To complement the efforts self-organizing, private collaboratives like HVHC, incentivizing a computable knowledge ecosystem will likely require government action such as participation requirements for federally funded projects, organizational priorities for large-scale learning, and training to facilitate clinical use of the most up-to-date indications gleaned for evidence-based medicine. As this ecosystem evolves, the most immediate implication for authors contributing to journals like JGIM will be the extension of the publication pipeline. For papers that result in statistical models, rules, recommendations, or guidelines, publication in human readable form will be followed by representation of this same evidence in a computable form.

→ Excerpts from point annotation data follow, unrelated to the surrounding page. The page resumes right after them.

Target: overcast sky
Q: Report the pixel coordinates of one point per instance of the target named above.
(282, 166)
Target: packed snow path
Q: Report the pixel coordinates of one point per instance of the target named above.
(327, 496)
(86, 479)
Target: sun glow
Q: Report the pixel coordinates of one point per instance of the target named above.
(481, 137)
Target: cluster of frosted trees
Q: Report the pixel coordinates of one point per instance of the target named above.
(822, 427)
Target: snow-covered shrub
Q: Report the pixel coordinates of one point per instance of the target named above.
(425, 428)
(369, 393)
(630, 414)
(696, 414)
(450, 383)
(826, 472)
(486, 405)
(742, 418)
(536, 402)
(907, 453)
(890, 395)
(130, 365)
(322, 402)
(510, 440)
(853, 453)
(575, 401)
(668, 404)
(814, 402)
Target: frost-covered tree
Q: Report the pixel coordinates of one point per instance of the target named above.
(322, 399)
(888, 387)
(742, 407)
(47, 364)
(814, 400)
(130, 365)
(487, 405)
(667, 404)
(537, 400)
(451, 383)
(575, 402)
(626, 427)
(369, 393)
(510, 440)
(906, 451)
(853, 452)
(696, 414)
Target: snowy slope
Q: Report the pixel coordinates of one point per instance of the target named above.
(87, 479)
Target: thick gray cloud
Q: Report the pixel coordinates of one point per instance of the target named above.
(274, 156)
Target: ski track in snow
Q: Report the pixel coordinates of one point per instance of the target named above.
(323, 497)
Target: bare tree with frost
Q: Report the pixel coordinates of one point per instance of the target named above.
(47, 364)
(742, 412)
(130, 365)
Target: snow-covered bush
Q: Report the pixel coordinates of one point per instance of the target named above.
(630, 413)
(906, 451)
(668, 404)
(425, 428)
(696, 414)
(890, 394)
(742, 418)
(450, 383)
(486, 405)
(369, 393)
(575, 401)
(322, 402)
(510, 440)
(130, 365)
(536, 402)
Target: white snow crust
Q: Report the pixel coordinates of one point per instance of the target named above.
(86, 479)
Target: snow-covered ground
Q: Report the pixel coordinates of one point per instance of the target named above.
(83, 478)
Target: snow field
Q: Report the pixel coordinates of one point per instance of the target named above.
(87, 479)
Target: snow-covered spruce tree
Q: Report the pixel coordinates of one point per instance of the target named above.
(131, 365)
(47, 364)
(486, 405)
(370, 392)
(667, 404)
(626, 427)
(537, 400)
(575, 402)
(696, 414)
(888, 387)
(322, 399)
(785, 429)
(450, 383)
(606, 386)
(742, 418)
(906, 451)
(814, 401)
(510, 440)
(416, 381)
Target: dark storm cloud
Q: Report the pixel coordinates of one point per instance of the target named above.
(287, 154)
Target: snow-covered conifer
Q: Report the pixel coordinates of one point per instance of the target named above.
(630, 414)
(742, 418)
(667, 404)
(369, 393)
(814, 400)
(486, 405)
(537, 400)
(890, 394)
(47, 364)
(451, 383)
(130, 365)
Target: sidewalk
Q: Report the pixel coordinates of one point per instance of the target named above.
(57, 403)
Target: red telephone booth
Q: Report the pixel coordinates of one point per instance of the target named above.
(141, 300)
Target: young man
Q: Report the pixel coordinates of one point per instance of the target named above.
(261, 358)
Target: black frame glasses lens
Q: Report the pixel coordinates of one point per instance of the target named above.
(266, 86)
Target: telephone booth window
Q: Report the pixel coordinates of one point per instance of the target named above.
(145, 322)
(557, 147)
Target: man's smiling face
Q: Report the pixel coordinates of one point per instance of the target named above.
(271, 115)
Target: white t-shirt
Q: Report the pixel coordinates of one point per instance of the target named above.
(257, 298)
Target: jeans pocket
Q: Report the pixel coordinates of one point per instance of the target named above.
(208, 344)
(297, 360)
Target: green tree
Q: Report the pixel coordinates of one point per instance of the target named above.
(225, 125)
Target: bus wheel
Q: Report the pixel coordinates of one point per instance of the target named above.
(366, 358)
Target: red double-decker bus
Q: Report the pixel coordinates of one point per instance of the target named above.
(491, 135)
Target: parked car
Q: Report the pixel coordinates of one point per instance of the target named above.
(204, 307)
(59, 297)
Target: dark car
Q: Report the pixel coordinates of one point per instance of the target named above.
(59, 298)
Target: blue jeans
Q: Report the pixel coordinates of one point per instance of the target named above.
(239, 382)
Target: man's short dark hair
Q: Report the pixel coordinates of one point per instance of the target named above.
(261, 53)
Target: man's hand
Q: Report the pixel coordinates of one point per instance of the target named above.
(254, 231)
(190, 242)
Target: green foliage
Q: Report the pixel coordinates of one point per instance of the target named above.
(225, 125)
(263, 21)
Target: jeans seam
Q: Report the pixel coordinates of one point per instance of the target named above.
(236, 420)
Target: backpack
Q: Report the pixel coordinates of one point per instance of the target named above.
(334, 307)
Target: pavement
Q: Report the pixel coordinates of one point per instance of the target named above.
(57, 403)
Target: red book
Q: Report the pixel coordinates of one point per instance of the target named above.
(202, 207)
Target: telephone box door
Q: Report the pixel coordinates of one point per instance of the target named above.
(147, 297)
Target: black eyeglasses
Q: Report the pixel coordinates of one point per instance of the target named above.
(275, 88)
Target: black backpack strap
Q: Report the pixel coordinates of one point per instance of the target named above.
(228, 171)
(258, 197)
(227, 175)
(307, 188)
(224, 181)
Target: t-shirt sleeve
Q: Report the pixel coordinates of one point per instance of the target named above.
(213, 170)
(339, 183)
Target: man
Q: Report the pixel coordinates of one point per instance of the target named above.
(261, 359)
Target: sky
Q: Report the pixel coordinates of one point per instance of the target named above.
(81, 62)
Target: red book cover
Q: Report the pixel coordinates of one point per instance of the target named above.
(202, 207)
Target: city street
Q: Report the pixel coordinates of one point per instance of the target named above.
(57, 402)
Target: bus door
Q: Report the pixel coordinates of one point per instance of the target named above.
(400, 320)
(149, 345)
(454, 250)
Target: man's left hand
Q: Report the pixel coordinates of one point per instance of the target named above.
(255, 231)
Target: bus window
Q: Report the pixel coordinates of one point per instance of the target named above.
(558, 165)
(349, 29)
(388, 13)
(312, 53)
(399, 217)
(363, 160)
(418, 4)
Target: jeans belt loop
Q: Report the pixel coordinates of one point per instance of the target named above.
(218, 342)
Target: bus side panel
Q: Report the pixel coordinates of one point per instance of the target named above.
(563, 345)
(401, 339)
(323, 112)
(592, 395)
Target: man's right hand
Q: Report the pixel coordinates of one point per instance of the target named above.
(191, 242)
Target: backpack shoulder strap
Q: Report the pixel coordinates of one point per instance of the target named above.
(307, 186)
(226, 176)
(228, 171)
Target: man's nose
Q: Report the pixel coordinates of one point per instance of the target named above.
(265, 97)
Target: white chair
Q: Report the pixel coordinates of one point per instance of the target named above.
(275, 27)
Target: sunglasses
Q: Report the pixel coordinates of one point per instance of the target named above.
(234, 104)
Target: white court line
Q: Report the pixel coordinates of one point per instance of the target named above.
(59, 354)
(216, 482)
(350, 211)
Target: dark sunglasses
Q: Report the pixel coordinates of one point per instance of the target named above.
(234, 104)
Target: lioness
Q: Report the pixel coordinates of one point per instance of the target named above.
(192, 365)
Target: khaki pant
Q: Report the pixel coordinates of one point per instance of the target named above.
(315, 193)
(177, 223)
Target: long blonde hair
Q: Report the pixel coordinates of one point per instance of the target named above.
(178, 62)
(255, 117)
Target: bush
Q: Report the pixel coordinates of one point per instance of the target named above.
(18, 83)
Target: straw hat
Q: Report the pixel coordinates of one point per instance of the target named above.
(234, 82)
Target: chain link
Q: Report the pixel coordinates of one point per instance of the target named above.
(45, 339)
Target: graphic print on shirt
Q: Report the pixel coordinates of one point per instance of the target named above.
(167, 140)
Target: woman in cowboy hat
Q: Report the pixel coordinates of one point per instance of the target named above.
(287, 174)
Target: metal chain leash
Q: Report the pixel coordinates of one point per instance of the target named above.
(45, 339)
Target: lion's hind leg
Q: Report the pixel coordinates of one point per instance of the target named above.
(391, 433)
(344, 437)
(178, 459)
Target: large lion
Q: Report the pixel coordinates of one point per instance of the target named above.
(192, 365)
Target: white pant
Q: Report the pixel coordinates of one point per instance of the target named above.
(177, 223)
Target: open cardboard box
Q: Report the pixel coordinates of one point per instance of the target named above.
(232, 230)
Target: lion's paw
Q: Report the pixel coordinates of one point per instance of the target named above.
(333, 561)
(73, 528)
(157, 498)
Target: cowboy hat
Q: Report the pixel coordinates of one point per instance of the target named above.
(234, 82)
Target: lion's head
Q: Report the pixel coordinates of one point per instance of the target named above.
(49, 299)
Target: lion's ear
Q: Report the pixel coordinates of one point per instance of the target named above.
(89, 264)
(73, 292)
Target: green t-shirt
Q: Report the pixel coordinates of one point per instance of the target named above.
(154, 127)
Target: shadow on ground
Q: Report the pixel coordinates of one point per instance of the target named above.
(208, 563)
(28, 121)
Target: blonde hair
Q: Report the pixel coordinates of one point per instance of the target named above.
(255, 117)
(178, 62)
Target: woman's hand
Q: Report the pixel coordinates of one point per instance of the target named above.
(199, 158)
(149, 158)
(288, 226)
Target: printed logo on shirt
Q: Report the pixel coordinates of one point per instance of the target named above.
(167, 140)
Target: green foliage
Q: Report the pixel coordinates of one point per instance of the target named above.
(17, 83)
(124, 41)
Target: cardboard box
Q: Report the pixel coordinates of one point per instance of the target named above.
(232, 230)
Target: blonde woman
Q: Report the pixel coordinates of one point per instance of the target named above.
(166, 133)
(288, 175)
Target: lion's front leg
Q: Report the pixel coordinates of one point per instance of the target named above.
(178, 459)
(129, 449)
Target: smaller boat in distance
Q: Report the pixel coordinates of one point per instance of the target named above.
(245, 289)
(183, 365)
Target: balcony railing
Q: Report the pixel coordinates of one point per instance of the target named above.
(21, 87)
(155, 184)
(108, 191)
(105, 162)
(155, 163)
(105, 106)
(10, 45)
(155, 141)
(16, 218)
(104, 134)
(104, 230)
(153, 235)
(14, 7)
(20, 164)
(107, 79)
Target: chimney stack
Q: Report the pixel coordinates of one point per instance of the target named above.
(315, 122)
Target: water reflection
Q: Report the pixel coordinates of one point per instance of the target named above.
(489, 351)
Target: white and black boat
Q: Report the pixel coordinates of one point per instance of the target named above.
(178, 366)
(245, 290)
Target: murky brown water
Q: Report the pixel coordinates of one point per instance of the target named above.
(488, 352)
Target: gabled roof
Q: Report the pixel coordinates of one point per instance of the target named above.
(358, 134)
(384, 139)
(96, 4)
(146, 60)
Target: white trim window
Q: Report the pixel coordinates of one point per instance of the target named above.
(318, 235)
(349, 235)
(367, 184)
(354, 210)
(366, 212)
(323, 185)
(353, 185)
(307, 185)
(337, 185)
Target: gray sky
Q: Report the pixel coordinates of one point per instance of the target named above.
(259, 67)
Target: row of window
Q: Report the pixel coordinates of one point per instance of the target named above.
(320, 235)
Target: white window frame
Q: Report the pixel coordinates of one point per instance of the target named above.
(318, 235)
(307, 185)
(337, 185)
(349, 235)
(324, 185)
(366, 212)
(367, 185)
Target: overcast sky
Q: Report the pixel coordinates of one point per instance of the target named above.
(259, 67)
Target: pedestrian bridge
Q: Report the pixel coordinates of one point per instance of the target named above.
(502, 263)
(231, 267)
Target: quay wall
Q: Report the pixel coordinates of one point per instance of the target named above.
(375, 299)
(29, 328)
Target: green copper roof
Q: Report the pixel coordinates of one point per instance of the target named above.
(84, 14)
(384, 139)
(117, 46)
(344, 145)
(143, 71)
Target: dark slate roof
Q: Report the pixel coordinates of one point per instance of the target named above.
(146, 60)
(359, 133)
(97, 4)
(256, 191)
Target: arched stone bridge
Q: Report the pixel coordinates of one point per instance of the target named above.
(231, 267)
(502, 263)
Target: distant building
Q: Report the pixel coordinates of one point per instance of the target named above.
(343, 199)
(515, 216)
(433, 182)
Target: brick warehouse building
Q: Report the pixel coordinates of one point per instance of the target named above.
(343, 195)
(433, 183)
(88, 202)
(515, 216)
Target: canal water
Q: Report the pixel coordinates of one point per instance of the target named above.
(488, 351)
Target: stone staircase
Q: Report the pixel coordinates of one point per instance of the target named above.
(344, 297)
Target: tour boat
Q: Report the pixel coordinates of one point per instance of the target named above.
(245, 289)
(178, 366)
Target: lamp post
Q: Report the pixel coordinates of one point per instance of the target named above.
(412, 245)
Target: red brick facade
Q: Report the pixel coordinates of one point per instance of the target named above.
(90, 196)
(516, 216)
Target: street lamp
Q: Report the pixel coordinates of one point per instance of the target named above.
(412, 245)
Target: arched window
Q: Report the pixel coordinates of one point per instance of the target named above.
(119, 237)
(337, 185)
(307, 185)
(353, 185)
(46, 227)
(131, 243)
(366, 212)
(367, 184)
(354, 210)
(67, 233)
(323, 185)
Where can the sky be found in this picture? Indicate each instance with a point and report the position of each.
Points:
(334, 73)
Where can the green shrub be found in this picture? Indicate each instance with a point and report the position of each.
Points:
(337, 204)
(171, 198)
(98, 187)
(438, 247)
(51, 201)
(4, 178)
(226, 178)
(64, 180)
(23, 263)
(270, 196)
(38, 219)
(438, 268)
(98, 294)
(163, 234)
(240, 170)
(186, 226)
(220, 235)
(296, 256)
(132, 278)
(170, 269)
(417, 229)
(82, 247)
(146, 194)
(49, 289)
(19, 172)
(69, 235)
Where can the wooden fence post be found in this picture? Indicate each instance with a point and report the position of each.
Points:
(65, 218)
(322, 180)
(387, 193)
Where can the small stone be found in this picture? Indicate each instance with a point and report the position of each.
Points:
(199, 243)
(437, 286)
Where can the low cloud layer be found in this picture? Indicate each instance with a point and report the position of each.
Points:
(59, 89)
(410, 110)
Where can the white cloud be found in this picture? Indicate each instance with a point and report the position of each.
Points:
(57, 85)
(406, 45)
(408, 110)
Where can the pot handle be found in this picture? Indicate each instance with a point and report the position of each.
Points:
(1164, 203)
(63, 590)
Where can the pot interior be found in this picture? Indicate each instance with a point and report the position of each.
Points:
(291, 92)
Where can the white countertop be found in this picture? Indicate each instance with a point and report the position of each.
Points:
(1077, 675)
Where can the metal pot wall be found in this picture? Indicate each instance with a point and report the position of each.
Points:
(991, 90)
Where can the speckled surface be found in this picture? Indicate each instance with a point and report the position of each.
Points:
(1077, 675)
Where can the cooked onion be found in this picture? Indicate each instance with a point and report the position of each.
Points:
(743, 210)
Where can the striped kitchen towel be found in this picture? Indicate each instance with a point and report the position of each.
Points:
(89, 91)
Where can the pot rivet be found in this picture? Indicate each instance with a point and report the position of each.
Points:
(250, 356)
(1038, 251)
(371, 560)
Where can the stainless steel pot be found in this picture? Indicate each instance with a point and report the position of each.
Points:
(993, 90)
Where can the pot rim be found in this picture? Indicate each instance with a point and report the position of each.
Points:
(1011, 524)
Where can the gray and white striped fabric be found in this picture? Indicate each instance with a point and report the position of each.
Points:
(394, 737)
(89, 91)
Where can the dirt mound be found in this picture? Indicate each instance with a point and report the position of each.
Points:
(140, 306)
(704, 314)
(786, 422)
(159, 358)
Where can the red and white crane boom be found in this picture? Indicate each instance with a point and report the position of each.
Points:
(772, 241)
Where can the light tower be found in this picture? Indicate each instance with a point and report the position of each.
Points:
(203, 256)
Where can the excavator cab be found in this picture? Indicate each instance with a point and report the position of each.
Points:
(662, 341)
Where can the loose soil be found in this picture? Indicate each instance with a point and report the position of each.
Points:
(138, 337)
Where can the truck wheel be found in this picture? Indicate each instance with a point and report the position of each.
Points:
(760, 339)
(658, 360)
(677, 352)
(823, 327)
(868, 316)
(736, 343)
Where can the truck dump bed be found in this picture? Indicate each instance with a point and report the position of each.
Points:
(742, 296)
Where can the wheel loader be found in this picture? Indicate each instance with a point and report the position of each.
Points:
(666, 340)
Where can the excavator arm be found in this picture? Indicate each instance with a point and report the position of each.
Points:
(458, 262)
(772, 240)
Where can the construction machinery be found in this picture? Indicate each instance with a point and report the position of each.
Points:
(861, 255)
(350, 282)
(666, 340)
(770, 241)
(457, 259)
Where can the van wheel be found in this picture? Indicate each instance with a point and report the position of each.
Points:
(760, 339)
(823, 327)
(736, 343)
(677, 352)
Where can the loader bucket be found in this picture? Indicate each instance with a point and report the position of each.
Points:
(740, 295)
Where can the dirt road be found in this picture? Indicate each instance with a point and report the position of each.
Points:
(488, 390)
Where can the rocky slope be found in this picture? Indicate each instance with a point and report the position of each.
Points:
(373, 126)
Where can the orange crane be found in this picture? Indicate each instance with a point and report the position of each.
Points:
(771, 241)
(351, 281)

The details of this approach will evolve over time. As it does, research authors and clinician users of that published research will have important roles to play in designing the pipeline that makes computable knowledge accessible at scale.

CONCLUSION

We stand on the brink of a transformation in health evidence generation and application, catalyzed by the growth of LHS practices, technological advances, shifts in culture, revised work processes, and a burning “need to know” now. Achieving the greatest benefit from this change begins with recognition that new evidence is necessary but not sufficient for better health and that moving evidence into practice, at present and in the future, will require an ecosystem supporting mass action at an accelerated pace. We must continually mind the knowledge-to-practice gap and take positive steps to bridge it.